Unexpected Hindrances
By Amanda Hudson

A statement jumped out as I was reading a reflection on a Bible passage last week.

“The crowd signifies fellow believers who walk with Christ and yet sometimes hinder our progress in the spiritual life. We must strive, like the blind man, to overcome their discouragement ...”

Our fellow believers — the people we pray with at church, work with at parish fundraisers and mingle with in parish groups — are people just like everybody else. They get distracted, overworked, sick, bored, irritated or outright angry, and experience all the other emotions of life, positive and negative.

They go spiritually dry sometimes, are flooded with over-enthusiasm other times and may become enamored with particular faith practices overmuch to the neglect of other, maybe even more important, faith traditions.

We’re all in the same church “boat,” and sometimes we trip over each other, tromp one another’s toes or eat someone else’s fish. Given human nature and normal levels of klutziness, I suspect those out-of-sync times happen more often than the everyone-rows-together times. Nature seems to flow in the path of least resistance, and schlepping through parish life is easier than deliberate, step-by-step, straight-line movement together toward Jesus.

And so, we do, indeed, find ourselves needing to strive to overcome the discouragement of our crowds of fellow believers who perhaps are not as careful as they could be as they charge into church and forget to hold the door for us. Or maybe they don’t care like we do about saying the prayers correctly.

Some may be so distracting during Mass that we are tempted to move to the other side of the church.

That potential for discouragement is only greater when someone we once admired and who seemed, to us, to have their spiritual selves together is the one who messes up. Their perhaps-unique and momentary lack of good judgment may well cause everyone around them to wonder if their entire example of faith was fake. Some may cause an actual scandal and become a reason for great discouragement.

The only two people who have stolen money from me, for example, were fellow Catholics. One, I believe, thought our little faith community owed him something, and my cash was handy to swipe as he headed out on his way elsewhere. The other apparently just got greedy and absconded with money from several church members.

We expect such behaviors from people who don’t know the Lord, from seedy-looking strangers, or from persons whose younger years were filled with all-bad examples — not from those who sit in our church pews. But, weakness happens. The devil pounces. And some folks give in to temptation, and those cases can cause the rest of us to feel disappointed and discouraged.

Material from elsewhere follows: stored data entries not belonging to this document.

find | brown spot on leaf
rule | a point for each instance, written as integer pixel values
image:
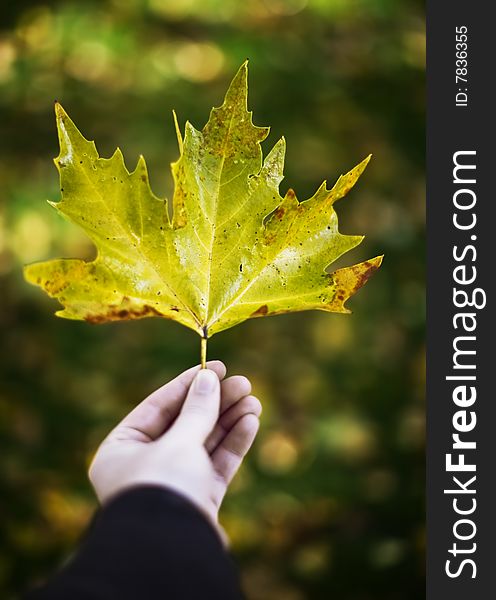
(121, 314)
(260, 312)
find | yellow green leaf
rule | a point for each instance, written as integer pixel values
(233, 249)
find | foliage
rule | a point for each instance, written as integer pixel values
(234, 248)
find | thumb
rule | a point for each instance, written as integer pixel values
(200, 410)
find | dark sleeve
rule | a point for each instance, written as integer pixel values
(148, 542)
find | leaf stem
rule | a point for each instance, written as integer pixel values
(203, 353)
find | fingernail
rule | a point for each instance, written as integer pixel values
(205, 381)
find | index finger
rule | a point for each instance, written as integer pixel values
(155, 414)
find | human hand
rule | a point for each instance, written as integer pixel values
(190, 435)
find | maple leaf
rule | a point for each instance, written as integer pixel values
(233, 249)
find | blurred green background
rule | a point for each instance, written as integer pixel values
(330, 503)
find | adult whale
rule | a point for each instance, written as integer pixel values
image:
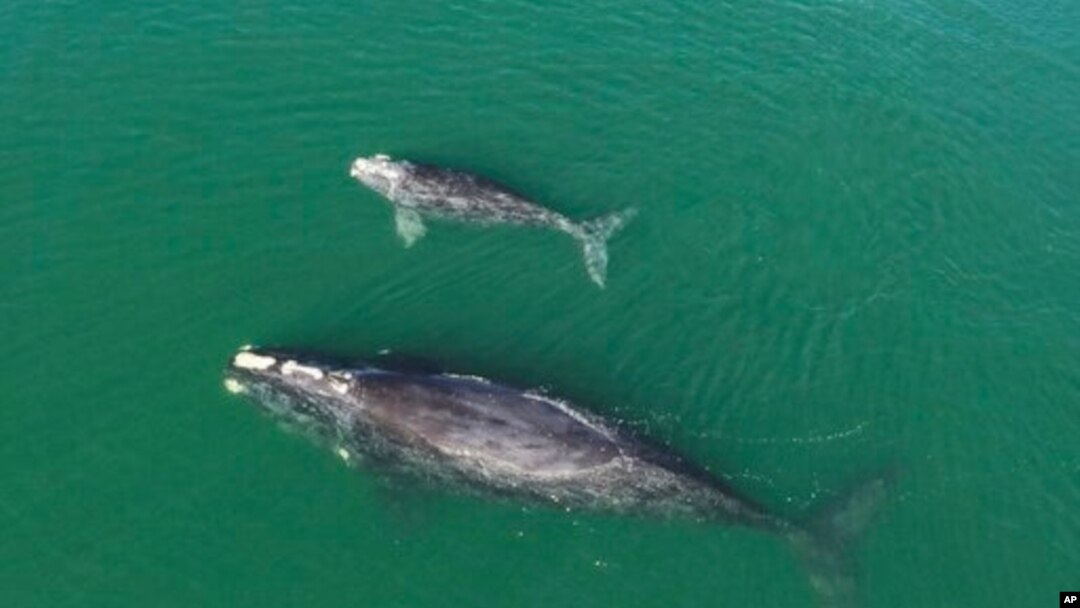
(418, 190)
(469, 433)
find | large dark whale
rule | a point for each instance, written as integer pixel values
(468, 433)
(419, 190)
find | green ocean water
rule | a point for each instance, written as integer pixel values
(858, 246)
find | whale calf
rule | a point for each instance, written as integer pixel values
(471, 434)
(421, 190)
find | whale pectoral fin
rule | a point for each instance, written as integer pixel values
(409, 225)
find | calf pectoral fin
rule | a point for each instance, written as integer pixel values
(409, 225)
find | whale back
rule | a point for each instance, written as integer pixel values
(486, 427)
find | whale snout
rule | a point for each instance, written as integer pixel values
(286, 373)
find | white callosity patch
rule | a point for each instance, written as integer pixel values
(292, 367)
(338, 386)
(234, 387)
(252, 361)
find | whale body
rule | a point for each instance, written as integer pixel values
(468, 433)
(421, 190)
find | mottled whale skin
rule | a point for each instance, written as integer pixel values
(421, 190)
(470, 434)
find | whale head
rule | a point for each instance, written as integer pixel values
(309, 392)
(379, 173)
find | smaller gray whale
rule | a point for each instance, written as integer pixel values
(420, 190)
(471, 434)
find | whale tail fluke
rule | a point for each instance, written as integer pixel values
(594, 235)
(824, 541)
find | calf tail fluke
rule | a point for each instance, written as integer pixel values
(594, 235)
(824, 542)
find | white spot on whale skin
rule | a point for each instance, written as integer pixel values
(291, 366)
(234, 387)
(251, 361)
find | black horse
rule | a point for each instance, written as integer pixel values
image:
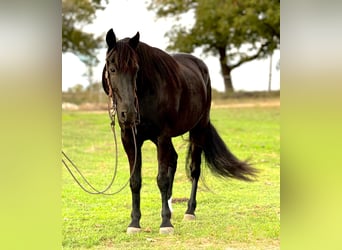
(162, 96)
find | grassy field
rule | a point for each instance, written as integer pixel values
(231, 215)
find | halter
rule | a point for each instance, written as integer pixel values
(111, 94)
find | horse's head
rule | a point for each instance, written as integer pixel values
(119, 77)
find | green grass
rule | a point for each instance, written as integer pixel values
(231, 215)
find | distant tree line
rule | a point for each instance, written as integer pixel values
(91, 94)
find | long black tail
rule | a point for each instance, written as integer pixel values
(221, 161)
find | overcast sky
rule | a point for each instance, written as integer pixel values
(127, 17)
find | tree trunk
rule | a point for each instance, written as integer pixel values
(226, 71)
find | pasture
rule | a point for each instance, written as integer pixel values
(230, 214)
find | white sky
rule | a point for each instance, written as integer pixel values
(126, 17)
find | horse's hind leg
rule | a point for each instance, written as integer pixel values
(167, 160)
(195, 152)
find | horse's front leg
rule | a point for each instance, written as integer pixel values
(133, 151)
(166, 155)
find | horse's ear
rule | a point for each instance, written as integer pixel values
(111, 39)
(104, 81)
(133, 42)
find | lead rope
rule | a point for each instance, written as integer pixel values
(112, 113)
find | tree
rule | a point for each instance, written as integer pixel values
(237, 31)
(76, 14)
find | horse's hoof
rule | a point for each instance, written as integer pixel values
(166, 230)
(189, 217)
(133, 230)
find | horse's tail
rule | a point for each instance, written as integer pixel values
(221, 161)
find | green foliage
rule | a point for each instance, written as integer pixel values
(77, 94)
(233, 214)
(76, 14)
(225, 29)
(228, 24)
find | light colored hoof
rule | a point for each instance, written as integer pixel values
(189, 217)
(133, 230)
(166, 230)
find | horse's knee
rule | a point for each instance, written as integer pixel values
(135, 184)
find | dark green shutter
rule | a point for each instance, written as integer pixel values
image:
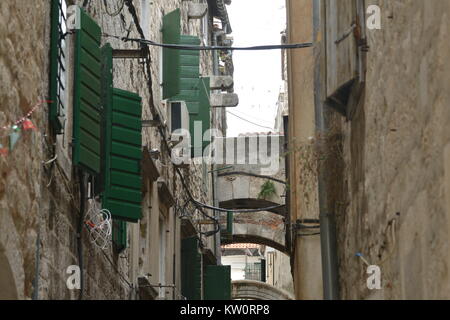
(217, 283)
(119, 235)
(87, 95)
(203, 116)
(189, 75)
(195, 91)
(191, 269)
(171, 57)
(123, 152)
(57, 110)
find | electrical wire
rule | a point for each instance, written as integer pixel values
(238, 210)
(155, 113)
(249, 121)
(116, 12)
(226, 48)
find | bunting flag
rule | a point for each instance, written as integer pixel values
(28, 125)
(14, 137)
(23, 123)
(3, 151)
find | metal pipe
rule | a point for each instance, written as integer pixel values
(327, 221)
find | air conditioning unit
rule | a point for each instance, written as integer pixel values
(178, 125)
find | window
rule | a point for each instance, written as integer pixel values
(58, 67)
(205, 29)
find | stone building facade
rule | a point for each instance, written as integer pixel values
(383, 150)
(42, 211)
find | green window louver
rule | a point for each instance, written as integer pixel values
(171, 57)
(195, 92)
(87, 95)
(217, 283)
(191, 269)
(202, 119)
(122, 179)
(119, 235)
(57, 108)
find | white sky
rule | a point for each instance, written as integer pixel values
(257, 74)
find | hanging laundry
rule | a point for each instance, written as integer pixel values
(28, 125)
(3, 150)
(14, 137)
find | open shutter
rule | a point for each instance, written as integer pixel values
(171, 57)
(191, 269)
(195, 92)
(202, 119)
(123, 152)
(189, 73)
(87, 95)
(217, 282)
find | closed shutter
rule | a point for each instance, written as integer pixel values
(195, 91)
(57, 108)
(119, 235)
(171, 57)
(87, 95)
(106, 124)
(217, 283)
(189, 75)
(202, 119)
(123, 152)
(191, 269)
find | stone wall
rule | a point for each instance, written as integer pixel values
(396, 209)
(39, 204)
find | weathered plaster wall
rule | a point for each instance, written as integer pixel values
(39, 204)
(396, 156)
(305, 262)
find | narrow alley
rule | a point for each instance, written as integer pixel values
(224, 150)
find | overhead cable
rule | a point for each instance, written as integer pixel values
(213, 48)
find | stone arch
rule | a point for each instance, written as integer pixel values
(8, 289)
(242, 191)
(252, 203)
(257, 290)
(263, 228)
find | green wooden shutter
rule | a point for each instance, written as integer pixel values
(171, 57)
(217, 283)
(189, 75)
(57, 111)
(119, 235)
(87, 95)
(191, 269)
(203, 117)
(195, 92)
(123, 153)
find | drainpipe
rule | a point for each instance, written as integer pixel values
(213, 168)
(327, 218)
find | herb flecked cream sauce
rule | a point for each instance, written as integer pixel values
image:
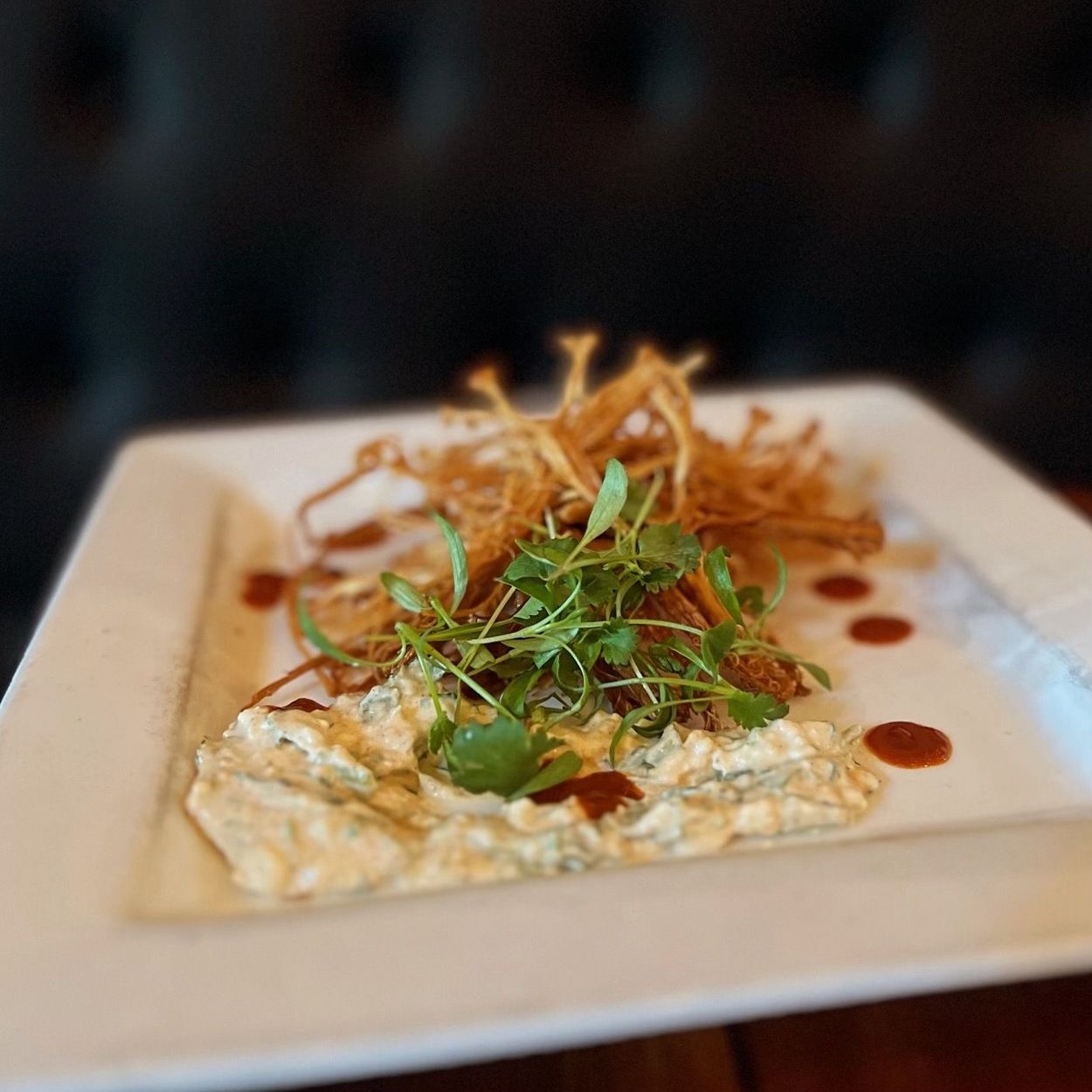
(320, 802)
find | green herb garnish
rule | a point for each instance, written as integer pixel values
(579, 639)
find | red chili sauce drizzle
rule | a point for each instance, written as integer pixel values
(598, 793)
(263, 590)
(881, 629)
(909, 745)
(307, 704)
(842, 586)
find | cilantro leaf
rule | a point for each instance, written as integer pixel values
(499, 757)
(755, 710)
(619, 641)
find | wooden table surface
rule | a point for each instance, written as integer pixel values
(1030, 1038)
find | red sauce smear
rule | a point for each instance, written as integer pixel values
(842, 586)
(881, 629)
(598, 793)
(909, 745)
(307, 704)
(263, 590)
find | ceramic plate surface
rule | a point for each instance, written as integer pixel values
(127, 961)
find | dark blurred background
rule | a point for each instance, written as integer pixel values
(227, 206)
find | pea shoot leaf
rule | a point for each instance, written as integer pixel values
(664, 554)
(608, 501)
(560, 769)
(715, 645)
(459, 568)
(755, 710)
(515, 695)
(619, 640)
(720, 579)
(440, 733)
(751, 598)
(403, 592)
(499, 757)
(598, 586)
(634, 498)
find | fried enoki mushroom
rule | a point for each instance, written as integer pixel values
(499, 485)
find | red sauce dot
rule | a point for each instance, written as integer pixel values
(307, 704)
(909, 745)
(597, 793)
(263, 590)
(842, 586)
(881, 629)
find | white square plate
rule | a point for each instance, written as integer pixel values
(127, 960)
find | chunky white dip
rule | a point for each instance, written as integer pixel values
(349, 799)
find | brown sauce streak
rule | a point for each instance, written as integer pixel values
(307, 704)
(881, 629)
(597, 793)
(843, 585)
(909, 745)
(263, 590)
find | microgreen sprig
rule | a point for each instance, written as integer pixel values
(577, 639)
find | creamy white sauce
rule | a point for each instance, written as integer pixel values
(349, 799)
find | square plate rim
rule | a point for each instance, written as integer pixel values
(536, 1021)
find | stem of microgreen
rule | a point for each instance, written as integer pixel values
(449, 667)
(536, 629)
(410, 636)
(637, 672)
(646, 505)
(721, 689)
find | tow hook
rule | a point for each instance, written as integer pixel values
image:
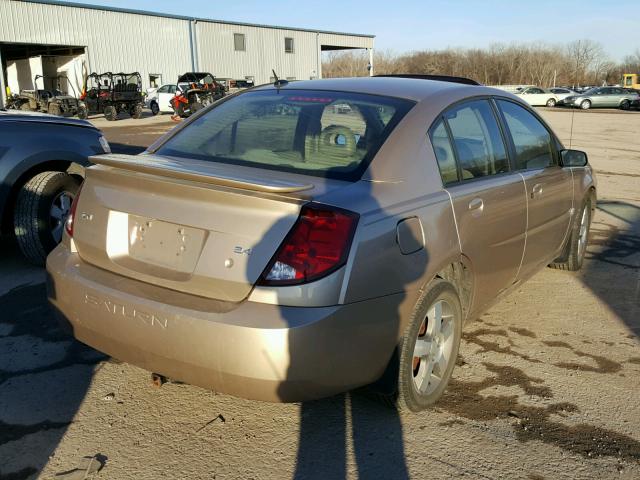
(158, 380)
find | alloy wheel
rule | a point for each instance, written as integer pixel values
(434, 346)
(58, 213)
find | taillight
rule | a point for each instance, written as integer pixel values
(68, 224)
(317, 245)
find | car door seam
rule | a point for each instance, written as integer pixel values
(526, 225)
(455, 220)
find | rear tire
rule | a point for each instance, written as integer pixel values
(41, 210)
(110, 113)
(195, 106)
(428, 351)
(573, 255)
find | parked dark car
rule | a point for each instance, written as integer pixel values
(42, 160)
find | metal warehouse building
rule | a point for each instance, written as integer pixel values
(44, 37)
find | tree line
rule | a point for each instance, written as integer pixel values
(581, 62)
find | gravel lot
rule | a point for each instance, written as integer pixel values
(547, 384)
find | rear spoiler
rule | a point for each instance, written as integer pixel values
(165, 167)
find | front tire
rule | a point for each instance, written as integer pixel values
(573, 255)
(429, 348)
(41, 210)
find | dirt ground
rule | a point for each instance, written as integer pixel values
(547, 384)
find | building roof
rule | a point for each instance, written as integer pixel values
(183, 17)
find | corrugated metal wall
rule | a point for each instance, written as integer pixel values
(119, 41)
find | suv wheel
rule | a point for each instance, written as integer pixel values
(428, 350)
(41, 210)
(136, 111)
(110, 113)
(83, 113)
(573, 255)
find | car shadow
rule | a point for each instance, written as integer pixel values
(44, 374)
(612, 266)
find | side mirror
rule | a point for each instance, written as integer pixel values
(574, 158)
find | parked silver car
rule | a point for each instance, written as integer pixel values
(274, 248)
(612, 97)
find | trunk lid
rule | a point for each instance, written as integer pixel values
(197, 227)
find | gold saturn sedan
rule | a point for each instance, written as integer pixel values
(302, 239)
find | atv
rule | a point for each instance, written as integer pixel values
(195, 90)
(111, 93)
(49, 100)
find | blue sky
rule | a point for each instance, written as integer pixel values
(403, 26)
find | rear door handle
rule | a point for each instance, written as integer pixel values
(476, 206)
(536, 191)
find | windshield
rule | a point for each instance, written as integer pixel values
(321, 133)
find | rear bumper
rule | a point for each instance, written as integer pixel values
(250, 350)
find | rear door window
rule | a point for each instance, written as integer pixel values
(532, 141)
(321, 133)
(444, 153)
(477, 140)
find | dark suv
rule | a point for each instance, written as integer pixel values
(42, 160)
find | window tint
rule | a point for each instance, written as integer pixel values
(444, 153)
(238, 42)
(477, 140)
(533, 143)
(302, 131)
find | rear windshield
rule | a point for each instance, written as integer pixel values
(321, 133)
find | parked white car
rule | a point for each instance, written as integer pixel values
(562, 93)
(537, 96)
(159, 100)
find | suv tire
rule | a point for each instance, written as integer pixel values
(40, 212)
(110, 113)
(136, 111)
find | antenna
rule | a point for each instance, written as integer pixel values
(573, 108)
(278, 83)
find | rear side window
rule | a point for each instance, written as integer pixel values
(477, 140)
(532, 141)
(444, 153)
(321, 133)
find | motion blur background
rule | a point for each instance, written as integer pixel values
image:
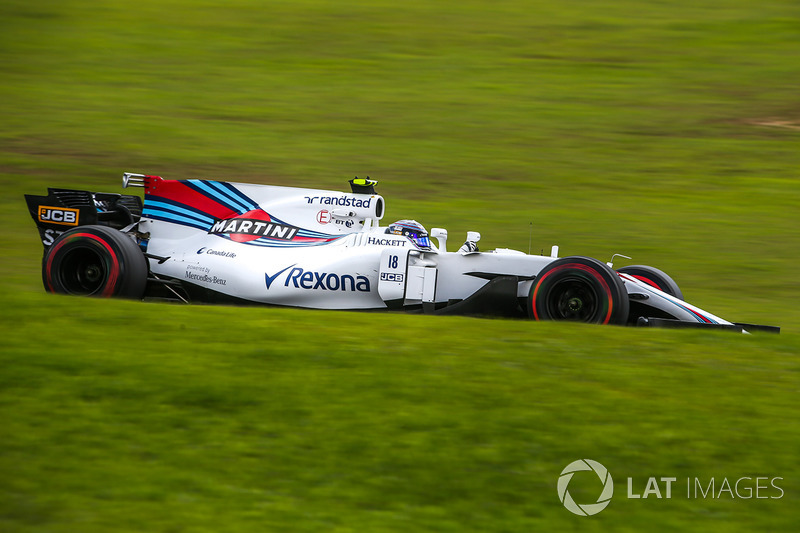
(667, 131)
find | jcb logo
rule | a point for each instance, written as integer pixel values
(58, 215)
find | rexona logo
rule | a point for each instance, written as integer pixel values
(58, 215)
(319, 281)
(587, 509)
(251, 226)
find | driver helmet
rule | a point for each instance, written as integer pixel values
(413, 230)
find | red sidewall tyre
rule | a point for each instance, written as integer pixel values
(579, 289)
(95, 261)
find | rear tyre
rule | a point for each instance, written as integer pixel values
(579, 289)
(653, 277)
(95, 261)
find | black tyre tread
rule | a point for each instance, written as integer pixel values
(619, 306)
(133, 269)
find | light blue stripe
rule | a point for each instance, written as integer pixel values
(180, 210)
(175, 219)
(215, 194)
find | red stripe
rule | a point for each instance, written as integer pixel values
(648, 281)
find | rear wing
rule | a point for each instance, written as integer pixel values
(63, 209)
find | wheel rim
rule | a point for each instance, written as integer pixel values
(572, 299)
(82, 271)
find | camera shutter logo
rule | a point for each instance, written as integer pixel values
(588, 509)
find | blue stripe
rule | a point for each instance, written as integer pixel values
(203, 188)
(172, 208)
(169, 217)
(233, 195)
(239, 194)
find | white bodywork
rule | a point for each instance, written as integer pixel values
(322, 249)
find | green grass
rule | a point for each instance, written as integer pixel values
(666, 131)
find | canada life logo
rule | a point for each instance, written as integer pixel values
(585, 509)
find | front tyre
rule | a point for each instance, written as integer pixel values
(579, 289)
(95, 261)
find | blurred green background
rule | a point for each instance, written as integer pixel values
(667, 131)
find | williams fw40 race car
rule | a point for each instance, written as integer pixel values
(213, 241)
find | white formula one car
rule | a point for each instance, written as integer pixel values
(212, 241)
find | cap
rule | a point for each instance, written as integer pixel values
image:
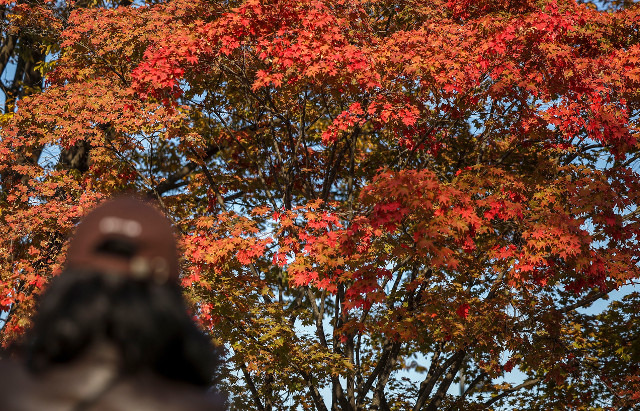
(126, 236)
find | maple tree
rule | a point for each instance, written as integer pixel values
(360, 188)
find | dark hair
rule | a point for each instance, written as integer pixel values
(148, 323)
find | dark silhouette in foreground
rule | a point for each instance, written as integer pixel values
(112, 331)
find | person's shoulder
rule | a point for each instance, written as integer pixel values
(148, 392)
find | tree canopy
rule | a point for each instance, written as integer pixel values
(360, 187)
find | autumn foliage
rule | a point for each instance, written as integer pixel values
(361, 188)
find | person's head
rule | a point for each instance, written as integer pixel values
(120, 286)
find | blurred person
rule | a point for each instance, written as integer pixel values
(112, 331)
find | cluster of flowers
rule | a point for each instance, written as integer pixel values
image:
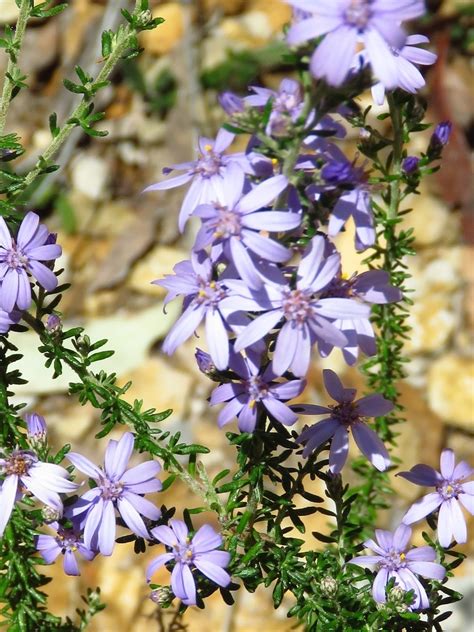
(87, 524)
(267, 294)
(360, 34)
(266, 300)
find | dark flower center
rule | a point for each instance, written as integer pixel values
(297, 306)
(183, 552)
(15, 258)
(110, 490)
(227, 224)
(393, 560)
(210, 293)
(450, 489)
(358, 13)
(257, 389)
(67, 540)
(338, 173)
(347, 413)
(209, 163)
(338, 288)
(287, 102)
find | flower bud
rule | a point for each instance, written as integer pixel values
(50, 514)
(328, 586)
(442, 133)
(35, 427)
(162, 596)
(410, 164)
(53, 324)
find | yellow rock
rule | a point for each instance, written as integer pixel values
(278, 12)
(164, 38)
(430, 219)
(451, 390)
(432, 321)
(229, 7)
(8, 11)
(155, 265)
(160, 386)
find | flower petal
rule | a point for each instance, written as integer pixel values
(371, 445)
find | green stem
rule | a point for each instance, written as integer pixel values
(12, 68)
(202, 488)
(124, 40)
(397, 124)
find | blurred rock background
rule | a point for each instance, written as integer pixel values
(116, 241)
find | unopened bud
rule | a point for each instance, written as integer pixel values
(53, 324)
(442, 133)
(410, 164)
(35, 427)
(162, 596)
(50, 514)
(328, 586)
(144, 17)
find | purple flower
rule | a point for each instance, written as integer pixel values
(354, 199)
(231, 103)
(410, 164)
(394, 561)
(450, 491)
(287, 105)
(35, 427)
(306, 316)
(200, 552)
(233, 226)
(66, 542)
(206, 174)
(22, 257)
(116, 487)
(346, 23)
(346, 415)
(45, 481)
(204, 298)
(410, 78)
(256, 390)
(372, 286)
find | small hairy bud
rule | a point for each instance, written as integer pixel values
(50, 514)
(35, 428)
(53, 324)
(144, 17)
(328, 586)
(162, 596)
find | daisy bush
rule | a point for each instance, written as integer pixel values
(264, 284)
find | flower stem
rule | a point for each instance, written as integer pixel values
(124, 40)
(13, 68)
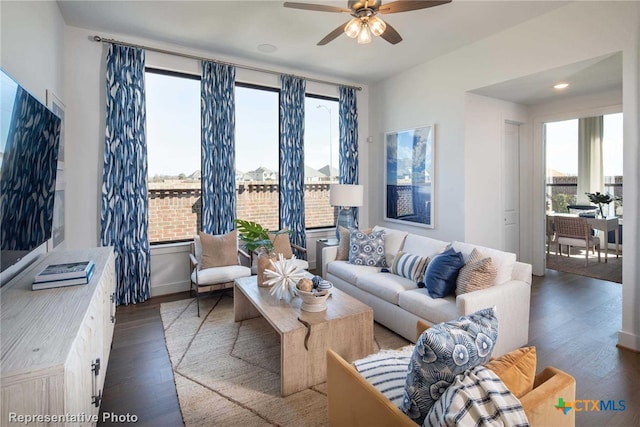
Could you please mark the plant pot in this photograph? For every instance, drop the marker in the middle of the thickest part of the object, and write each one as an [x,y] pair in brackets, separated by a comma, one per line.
[264,262]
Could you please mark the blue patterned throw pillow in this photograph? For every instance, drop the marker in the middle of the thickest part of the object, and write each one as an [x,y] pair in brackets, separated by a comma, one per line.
[442,273]
[367,249]
[444,351]
[410,266]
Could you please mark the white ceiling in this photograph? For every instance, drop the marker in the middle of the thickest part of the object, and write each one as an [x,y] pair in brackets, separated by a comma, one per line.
[236,28]
[585,77]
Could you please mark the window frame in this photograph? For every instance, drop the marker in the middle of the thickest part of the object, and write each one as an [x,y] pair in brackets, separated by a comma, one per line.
[190,76]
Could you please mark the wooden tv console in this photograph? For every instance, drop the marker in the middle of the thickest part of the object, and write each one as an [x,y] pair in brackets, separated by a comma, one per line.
[56,343]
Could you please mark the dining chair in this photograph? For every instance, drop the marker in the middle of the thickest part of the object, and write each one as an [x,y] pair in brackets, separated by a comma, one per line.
[575,231]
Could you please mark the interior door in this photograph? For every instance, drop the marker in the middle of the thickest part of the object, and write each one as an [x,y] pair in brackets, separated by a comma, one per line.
[511,188]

Like the blind man in the Gospel, we each have to go to Jesus and deal with him directly, and not expect the faith of others to carry us through. We can’t sit on our laurels, figuring we’ll be swept along to heaven without any effort on our part to give our hearts and lives to God.

We certainly can, and must, help each other. But good people are still people. Our Savior is God. He’s the one we rely on completely, even as we learn from one another about ourselves and about Him.

We also must take His gifts and graces and use them well, without allowing our fellow sojourners to unduly steer our decisions. A great many saints had to butt heads with fellow churchgoers in order to do God’s will when the others preferred to go the easy, the usual, or the flashy route.

When the blind man heard that Jesus was near, he drew on what he had heard from his friends and his community to make his decision to cry out to Jesus. He did so even though those same others tried to hush him, tried to discourage him from seeking Christ.

Like the blind man, we can learn about Jesus from each other. But let’s also remember his clear focus on Christ ... in spite of those who tried to discourage him.